Thoth is the Egyptian god of everything. Presumably, each faction of people in egyptian society claimed a divine representation for itself and in order to avoid too many gods, Thoth was not only responsible for science, but also for the west, magic, the writers and the calendar. He invented the hieroglyphics and at some time in between he was also the peaceful and benevolent main god for 3,000 years. He helped his predecessor Horus to restore his left eye after it was ripped out during the fight for the throne. And how was Thoth’s benevolent god-life rewarded? He became the moon. Only no one had reckoned with the demon that constantly feasted on the moon. Similar to the Greek Prometheus, he has been trapped in perpetual torment of being eaten ever since, because the moon only grows again and again to satisfy the demon’s eternal hunger.

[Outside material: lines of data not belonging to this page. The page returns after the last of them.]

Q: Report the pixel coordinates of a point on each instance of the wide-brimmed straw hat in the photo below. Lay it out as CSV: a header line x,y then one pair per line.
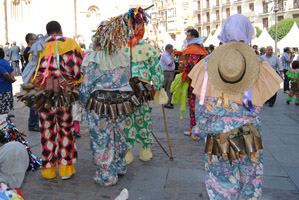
x,y
233,68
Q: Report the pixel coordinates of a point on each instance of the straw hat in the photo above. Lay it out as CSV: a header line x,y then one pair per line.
x,y
233,67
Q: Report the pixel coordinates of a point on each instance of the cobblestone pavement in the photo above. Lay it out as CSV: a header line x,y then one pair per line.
x,y
162,179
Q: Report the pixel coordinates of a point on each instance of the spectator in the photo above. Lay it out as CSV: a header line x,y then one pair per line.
x,y
274,61
168,66
255,48
14,57
22,49
262,51
6,51
286,60
6,80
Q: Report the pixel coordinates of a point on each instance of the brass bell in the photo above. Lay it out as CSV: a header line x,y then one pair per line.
x,y
113,112
127,107
120,110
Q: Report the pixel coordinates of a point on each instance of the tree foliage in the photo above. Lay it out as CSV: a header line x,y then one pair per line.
x,y
283,27
258,31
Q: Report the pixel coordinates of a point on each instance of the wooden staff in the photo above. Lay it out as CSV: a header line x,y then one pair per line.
x,y
166,129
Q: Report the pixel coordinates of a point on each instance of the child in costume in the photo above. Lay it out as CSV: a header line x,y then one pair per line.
x,y
231,89
108,98
145,69
293,74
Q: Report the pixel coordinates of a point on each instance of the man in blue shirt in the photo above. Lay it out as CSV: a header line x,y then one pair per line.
x,y
168,66
286,61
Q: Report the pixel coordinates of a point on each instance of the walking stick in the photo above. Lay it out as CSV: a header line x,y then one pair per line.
x,y
166,129
161,146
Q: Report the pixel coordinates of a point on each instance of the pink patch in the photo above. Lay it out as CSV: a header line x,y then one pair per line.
x,y
106,85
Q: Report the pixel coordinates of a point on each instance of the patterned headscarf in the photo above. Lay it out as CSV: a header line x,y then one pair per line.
x,y
236,28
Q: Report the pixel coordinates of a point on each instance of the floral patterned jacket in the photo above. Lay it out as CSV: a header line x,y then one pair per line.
x,y
213,119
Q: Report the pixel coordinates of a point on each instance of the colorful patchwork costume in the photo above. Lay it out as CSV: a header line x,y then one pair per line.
x,y
145,67
51,92
231,87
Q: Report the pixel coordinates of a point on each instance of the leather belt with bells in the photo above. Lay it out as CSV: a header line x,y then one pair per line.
x,y
55,92
142,90
112,104
235,143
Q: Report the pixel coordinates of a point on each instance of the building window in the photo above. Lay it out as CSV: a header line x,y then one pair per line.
x,y
227,13
265,7
208,30
265,23
217,15
239,10
279,18
251,7
296,4
208,16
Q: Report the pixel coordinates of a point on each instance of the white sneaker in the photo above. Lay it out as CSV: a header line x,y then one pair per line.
x,y
187,133
124,195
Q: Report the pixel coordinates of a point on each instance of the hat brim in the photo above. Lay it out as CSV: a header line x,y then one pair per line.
x,y
250,76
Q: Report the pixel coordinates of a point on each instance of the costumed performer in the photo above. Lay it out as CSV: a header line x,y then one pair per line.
x,y
51,90
145,69
232,85
108,98
293,75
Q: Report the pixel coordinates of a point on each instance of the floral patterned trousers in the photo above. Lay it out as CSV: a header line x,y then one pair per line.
x,y
139,127
240,181
108,143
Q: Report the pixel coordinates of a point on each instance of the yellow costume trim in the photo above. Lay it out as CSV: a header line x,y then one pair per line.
x,y
142,52
66,170
160,97
78,81
49,173
63,47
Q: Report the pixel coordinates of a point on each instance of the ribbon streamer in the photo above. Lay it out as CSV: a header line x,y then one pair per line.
x,y
247,99
204,85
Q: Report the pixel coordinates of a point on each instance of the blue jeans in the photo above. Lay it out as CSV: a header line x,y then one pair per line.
x,y
33,118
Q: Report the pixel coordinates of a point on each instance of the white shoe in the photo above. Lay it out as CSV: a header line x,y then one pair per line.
x,y
65,177
124,195
187,133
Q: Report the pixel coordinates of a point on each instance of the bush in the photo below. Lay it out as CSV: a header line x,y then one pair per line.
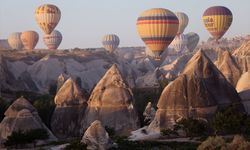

And what grows back, too? The lifeless, unyielding geometric objects that are the death-bringers to my tiny white circle in the video game Thoth. The very fact that an indie game that seemingly has no narrative or grounding in anything whatsoever bears the name of an Egyptian deity slightly disturbs me. And the deeper I delved into the game, the more I felt a delightful horror that I really wasn’t expecting when I purchased this unassuming game in an eShop sale. Thoth doesn’t tell a story, but it is a thriller. It uses motifs, gameplay and audiovisual effects to create a psychotic trip that triggers multiple feelings in me that I can’t immediately pinpoint.

As a plain white circle, I shoot at geometric shapes like in hundreds of other shooters. But when I hit them, their color gradually drains until I let up and it replenishes. I therefore keep shooting at the soulless shapes until they are emptied into space-colored nothingness. A shape depleted in this way doesn’t disappear, but becomes even more dangerous because I seem to attract it and it speeds up.

From the first moment I feel a looming threat, When I shoot, I slow down. I have to complete four levels in a row to progress. There are no upgrades, no items, nothing that would make it easier. Again and again I am all alone with those aimless bodies. The geometric figures want nothing from me, but they react to me. They are deadly and so I fire at them without getting rid of them. All the while, sounds from the deepest cellars of Silent Hill fill the sterile and uncluttered screen again and again without any discernible pattern. Everything happens without drama. There are no creepy transformations, popping sound effects or screenshakes. The indifferent, deathly silence of the squares and circles is far more terrifying than the wildest hunter could be. There is nothing but emptiness in them and beyond them. They are like the Borg in Star Trek. They don’t care what happens. They simply are and bring the end.

That’s what I thought. But then I remembered Thoth and the demon. And I noticed: I am the demon. Except I am much more merciless than the moon parasite, because I don’t let anything grow back. I am bringing the endless nothingness, through which sounds break, that are not from this or any other world. I bring the end of everything.


Only after finishing Thoth (2016, Switch/PC), I learned that it was made by Jeppe Carlsen, the lead gameplay designer of Playdead’s Limbo and INSIDE, and now I am not surprised anymore at how much theatrical emotion is found in this unassuming game and how disturbing a shooter with circles and squares can be.